BSOA has lodged complaints with the City Police Commissioner and the Assistant Commissioner of Police, Traffic, seeking a permanent solution to this problem.

P.A. Sageer, president, BSOA, warned that shop owners would be forced to resort to protests if authorities concerned failed to address the issue.

“The business in shops facing the illegal parking area has taken a severe beating. Our efforts to sort out the issue with owners of the shopping complex have proved futile,” he said.

K.S. Baby Vinod, Assistant Commissioner of Police, Traffic West, said the police regulated parking at Broadway this festive season by deploying additional men and conducting bike patrol.
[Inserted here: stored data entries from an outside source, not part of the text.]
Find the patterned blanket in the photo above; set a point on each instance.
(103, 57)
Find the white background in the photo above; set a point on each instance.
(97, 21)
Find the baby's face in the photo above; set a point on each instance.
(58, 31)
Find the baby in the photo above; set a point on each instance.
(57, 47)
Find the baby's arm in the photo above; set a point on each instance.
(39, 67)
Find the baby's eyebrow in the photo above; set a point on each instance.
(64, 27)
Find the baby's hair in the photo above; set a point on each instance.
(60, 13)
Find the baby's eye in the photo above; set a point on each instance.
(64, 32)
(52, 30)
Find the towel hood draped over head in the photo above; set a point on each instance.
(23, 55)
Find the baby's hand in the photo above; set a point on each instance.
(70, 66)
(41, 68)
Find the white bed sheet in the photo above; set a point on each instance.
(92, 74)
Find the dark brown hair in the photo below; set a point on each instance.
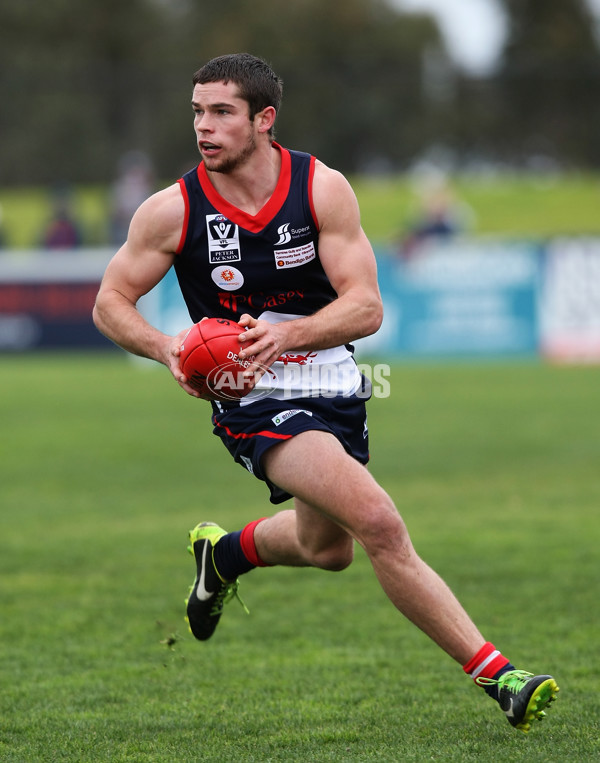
(256, 81)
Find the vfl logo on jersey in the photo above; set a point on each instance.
(223, 240)
(228, 278)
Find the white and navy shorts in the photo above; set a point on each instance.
(248, 431)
“The idea is to continue the arrangement and restrict parking to just one row and that too where space is available. Declaring Broadway a no-parking zone is the possible permanent solution. But it draws opposition from a section of traders,” he said.

In fact, the Ernakulam Merchants Union, now rechristened Kerala Merchants Union, along with the City Corporation had made Broadway a no-parking area a few years back. But that experiment fizzled out.

Gopal Shenoy, general secretary, Kerala Merchants’ Union, said the experiment facilitated smooth progress of trade along Broadway. However, the adjoining Cloth Bazaar Road and Market Road became clogged with parked vehicles and a section of traders there suffered.

Later a section of traders in Broadway allowed customers to park their two-wheelers while making purchases, but this led to customers parking their vehicles and cramping the road.

Mr. Shenoy said the police seemed to be considering the possibility of bringing back a parking ban in Broadway.

“In that case, we will ask for a similar ban on Cloth Bazaar Road and Market Road to avoid a repeat of the past,” he said.

Kerala Merchants’ Union is all set to hold a meeting with the police and BSOA to find a permanent solution to the parking woes of Broadway.